Your memory can be improved by associating new or unfamiliar issues with others that you have already learned. For some people (those who are visually oriented) it may help to picture the issue. Let's see how this works.

An egg timer is associated with a series of steps that must be taken to assure that a particular task will be handled correctly. You may have been distracted from the actual job, but the timer will bring you back to the job at hand.

If you try to teach a little boy Hebrew, you may find that he confuses the vav with a dot on the top and one with a dot in the center. After all, it is easy to overlook a little speck on the page. However, if you visually associate it with something in the boy's sphere of reference, then he will understand it and it may be more memorable.

For example, you might make believe that you are getting punched in the stomach. Release an audible OO sound. Now, give yourself an imaginary punch on the top of your head, followed by an audibly surprised "Oh" sound. Explain that you are a Vav. When you are hit in the stomach, you say OO. When you are hit on top of the head, you say Oh. That's the way Vavs sound.

Try some of the methods described here to see which works best for you. Ignore annoying people who analyze your right brain and left brain thinking. It doesn't really matter why one method works better than another.

Pegs

Pegs work because you link together each imaginary peg in a sequence.

For example, you may need to remember the Yiddish term Zetz Avek (sit down). You may think about somebody who got a potch for not sitting down. He got a Zetz (that's another word for a potch) every week (a poor but working corruption of A Voch to sound like A Vek). Put them together and you may remember the Yiddish expression. You've pegged together a sequential chain of issues with events that "speak" to you.

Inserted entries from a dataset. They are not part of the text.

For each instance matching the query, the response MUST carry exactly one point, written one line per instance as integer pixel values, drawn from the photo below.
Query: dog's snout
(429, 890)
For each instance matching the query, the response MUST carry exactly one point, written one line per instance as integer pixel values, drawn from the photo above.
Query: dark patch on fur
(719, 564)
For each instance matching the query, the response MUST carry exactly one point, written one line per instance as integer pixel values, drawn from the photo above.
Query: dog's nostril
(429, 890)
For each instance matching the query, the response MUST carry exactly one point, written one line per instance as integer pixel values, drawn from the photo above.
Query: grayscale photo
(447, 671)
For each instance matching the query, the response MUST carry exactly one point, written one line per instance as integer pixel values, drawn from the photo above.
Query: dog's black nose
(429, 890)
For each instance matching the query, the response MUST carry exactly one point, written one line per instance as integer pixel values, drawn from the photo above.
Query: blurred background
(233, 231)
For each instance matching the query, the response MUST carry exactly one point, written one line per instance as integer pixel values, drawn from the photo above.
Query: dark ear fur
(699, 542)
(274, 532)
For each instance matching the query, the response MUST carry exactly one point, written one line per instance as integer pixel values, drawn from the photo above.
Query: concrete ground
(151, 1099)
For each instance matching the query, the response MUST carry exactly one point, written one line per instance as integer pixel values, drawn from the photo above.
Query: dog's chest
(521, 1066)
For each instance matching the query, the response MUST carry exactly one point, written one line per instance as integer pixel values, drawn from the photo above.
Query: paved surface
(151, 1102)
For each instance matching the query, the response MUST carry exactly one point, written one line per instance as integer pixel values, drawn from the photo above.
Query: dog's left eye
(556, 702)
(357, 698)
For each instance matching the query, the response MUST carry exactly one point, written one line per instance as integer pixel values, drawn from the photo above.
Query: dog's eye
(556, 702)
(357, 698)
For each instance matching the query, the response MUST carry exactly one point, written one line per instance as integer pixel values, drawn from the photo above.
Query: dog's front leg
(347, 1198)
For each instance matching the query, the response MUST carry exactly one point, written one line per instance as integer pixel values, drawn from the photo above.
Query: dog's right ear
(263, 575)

You can do the same thing by pegging a sequence of hard-to-remember words to a visual list. Instead of remembering Ein Tzvei Drei Feer Finf, try to visualize an eye (Ayin in Hebrew), which is looking at a deer (Tzvi in Hebrew), which is standing in the sun in order to dry (Drei) itself off from the rain, even though a hunter is standing nearby (Fear) and is about to finish (Finf) it off.

Locus

Roman orators had to memorize long speeches, so they associated issues in their speech with positions in the forum building. You can use the same method. Our previous numbers could be related to the peephole in the door (Ayin, for Ein), followed by visitors who "swayed" as they come in (tzvei), then they would Drei off from the rain, then you may think of your own "Feer" of giving the speech, and look forward to the minute when you are Finfed (finished). Some of these associations may seem a bit stretched, but that is precisely what makes them memorable.

Mnemonics

Mnemonics are the most common system of all. It's too bad nobody ever came up for a mnemonic for the word itself. It's also too bad that logic doesn't work when spelling the word itself. You can't associate "mnemonics" with "autumn." In the first one, the m is silent. In the second one the n is silent.

The mythological goddess of memory was called Mnemosyne, and she must have developed a good method for remembering the names of her nine daughters - Calliope, Clio, Erato, Euterpe, Melpomene, Polyhymnia, Terpsichore, Thalia, and Urania.

We use mnemonics all the time. Many of the Jewish prayers are arranged as acrostics - either in the order of the Hebrew alphabet, or in order to spell out an important, key phrase, or even to spell out the author's name.

You do know the colors of the rainbow, of course. You just remember the name Roy G. Biv, which stands for Red, Orange, Yellow, Green, Blue, Indigo, and Violet. You may never have known that indigo is a color, but that is a side benefit of the mnemonic.

These memory aids, or aides memoire, may or may not help. If they don't, then just make up your own.